Oscar V. Sachs Jr.


Meu amigo Stipp

O jornalista Paulo José Stipp, do Diário de Taubaté, falecido neste mês, recebe uma homenagem sincera de Oscar Sachs, que nos convida a conhecer um pouco da história entre os dois amigos.


Pois é, meu amigo Paulo José Stipp atravessou o portão pro lado de lá. Eu o conheci por volta de 1974, quando a obra da Volks em Taubaté ia a pleno vapor, correndo às mil maravilhas, até que um pequeno detalhe nos encostou na parede: a meningite atacou em cheio, entre cerca de três mil trabalhadores de repente muitos começaram a apresentar sintomas da doença que o governo militar proibia que fosse divulgada, Em vez da meningite, receitas de bolo e pedaços dos Lusíadas de Camões. Ou seja, São Paulo enfrentava uma feroz epidemia de meningite, mas a censura, burra como toda censura, proibia qualquer notícia a respeito.
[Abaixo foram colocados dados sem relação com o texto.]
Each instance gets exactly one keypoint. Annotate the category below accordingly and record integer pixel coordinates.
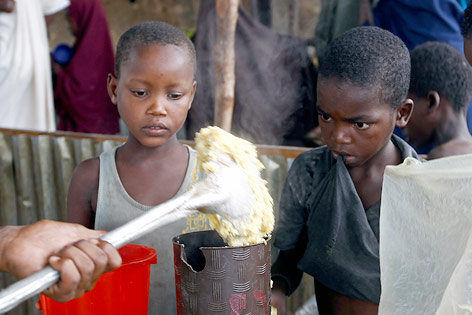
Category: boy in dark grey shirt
(329, 208)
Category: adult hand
(79, 259)
(80, 266)
(279, 301)
(7, 6)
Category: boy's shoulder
(405, 149)
(453, 147)
(313, 158)
(87, 171)
(310, 165)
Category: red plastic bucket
(122, 291)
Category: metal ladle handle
(38, 282)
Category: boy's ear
(192, 95)
(403, 113)
(433, 101)
(112, 83)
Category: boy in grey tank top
(153, 88)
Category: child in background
(154, 87)
(329, 209)
(441, 88)
(80, 95)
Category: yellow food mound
(211, 142)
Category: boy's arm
(83, 192)
(290, 236)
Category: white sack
(425, 237)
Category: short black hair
(369, 56)
(440, 67)
(466, 24)
(152, 33)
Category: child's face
(353, 120)
(420, 128)
(154, 92)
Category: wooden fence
(36, 168)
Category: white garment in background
(426, 238)
(26, 96)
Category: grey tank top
(116, 207)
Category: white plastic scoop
(232, 192)
(225, 193)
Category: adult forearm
(7, 233)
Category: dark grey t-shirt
(322, 216)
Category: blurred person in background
(81, 97)
(25, 68)
(419, 21)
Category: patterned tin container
(212, 278)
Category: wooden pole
(226, 18)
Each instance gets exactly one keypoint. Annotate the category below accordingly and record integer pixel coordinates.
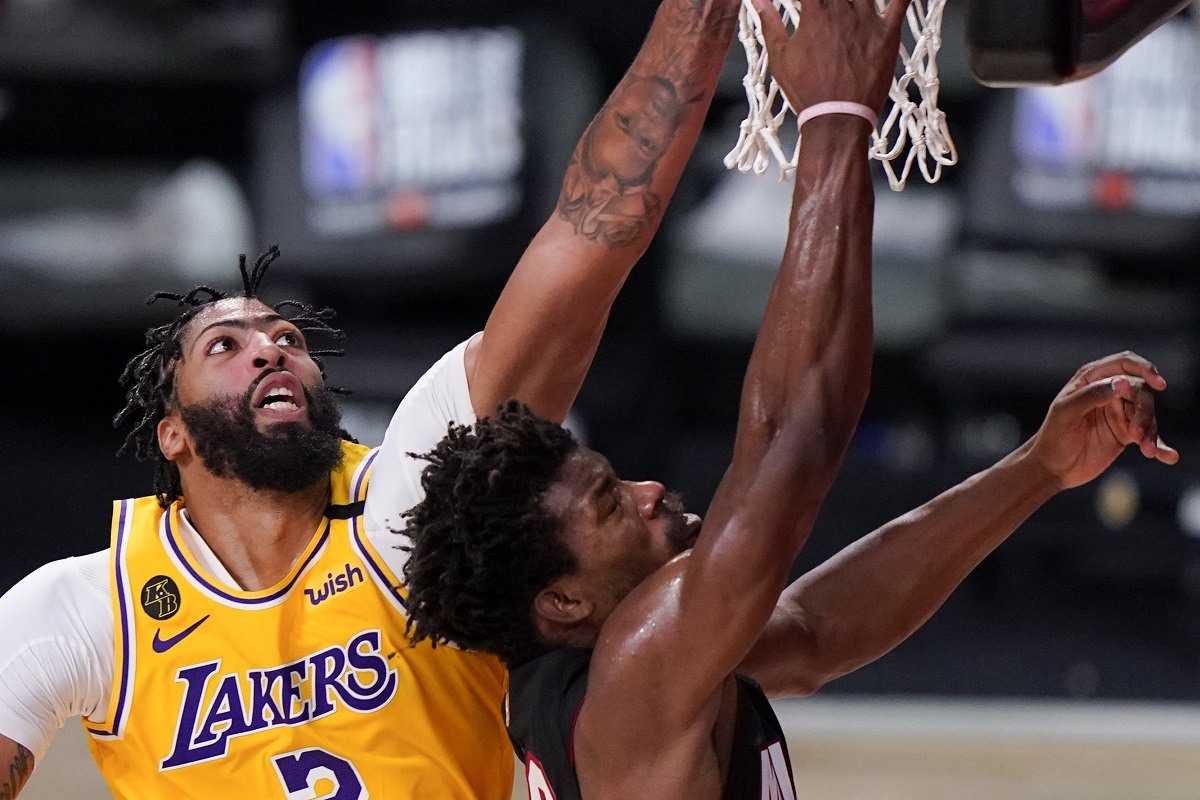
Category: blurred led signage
(1125, 139)
(411, 131)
Na obra da Volks em Taubaté, se não me engana a memória, morreram 14 trabalhadores, que de repente não conseguiam ir ao trabalho, eram removidos para o hospital e em poucas horas engrossavam as estatísticas.
Tomamos algumas providências imediatas. A primeira foi fazer abrir janelas nos alojamentos dos trabalhadores da obra, quartos infectos onde em beliches de três eles viviam uma vida subhumana, em que todas as condições privilegiavam o contato com a doença maldita. Conseguimos fazer aprovar, com relutância, duas kombis para o serviço do Hospital Santa Isabel (hoje, o Hospital Universitário), para o transporte de doentes e tudo o mais que precisasse ser removido.


Planejada em São Bernardo, sob comando do Dr. Ruy Braga, do Dr. Domício dos Santos e do Dr. Jomar Dal Moro, com participação de um dos chefes da Segurança, o Cel. Eugênio Martins Ramos, meu querido amigo, ex-febiano, foi organizada a Operação Minomax, nome de um antibiótico que, se aplicado a toda aquela população, teoricamente eliminaria todos os vetores de novas contaminações.


Num determinado dia, impedimos a saída de qualquer operário das obras e ministramos a todos eles os comprimidos do antibiótico. Houve reações negativas (muitos se negavam a tomar o remédio, ou tentavam esconder os comprimidos, afirmando que já tinham engolido; o Dr. Jomar era craque em descobri-los).


Com algum abuso de autoridade (quem leu sobre a Revolta da Vacina, contra Oswaldo Cruz, sabe do que estou falando), conseguimos que nenhum outro caso de meningite atingisse o complexo da construção da Volks em Taubaté.


E tínhamos conseguido, também, que ninguém da imprensa soubesse da Operação, o que poderia nos colocar em problemas naqueles dias sombrios.
De repente alguém me chama e diz que um repórter de Taubaté estava na portaria e queria mais informações sobre o que estava acontecendo. Quem é o cara? - perguntei. Um jornalista que escreve para o Estadão, me responderam. Pensei um pouco e decidi deixar entrar, fazer o quê. Eis que me aparece o Stipp, com aquele jeitão de funcionário público, paletó e gravata. E respondi a ele todas as perguntas que fez. Eu vi depois a reportagem, acho que não saiu no Estadão [porque ali] a censura era braba, mas no Diário de S. Paulo, e era um relato fiel e muito equilibrado de tudo que estava acontecendo. Eu passei a admirar o jornalista.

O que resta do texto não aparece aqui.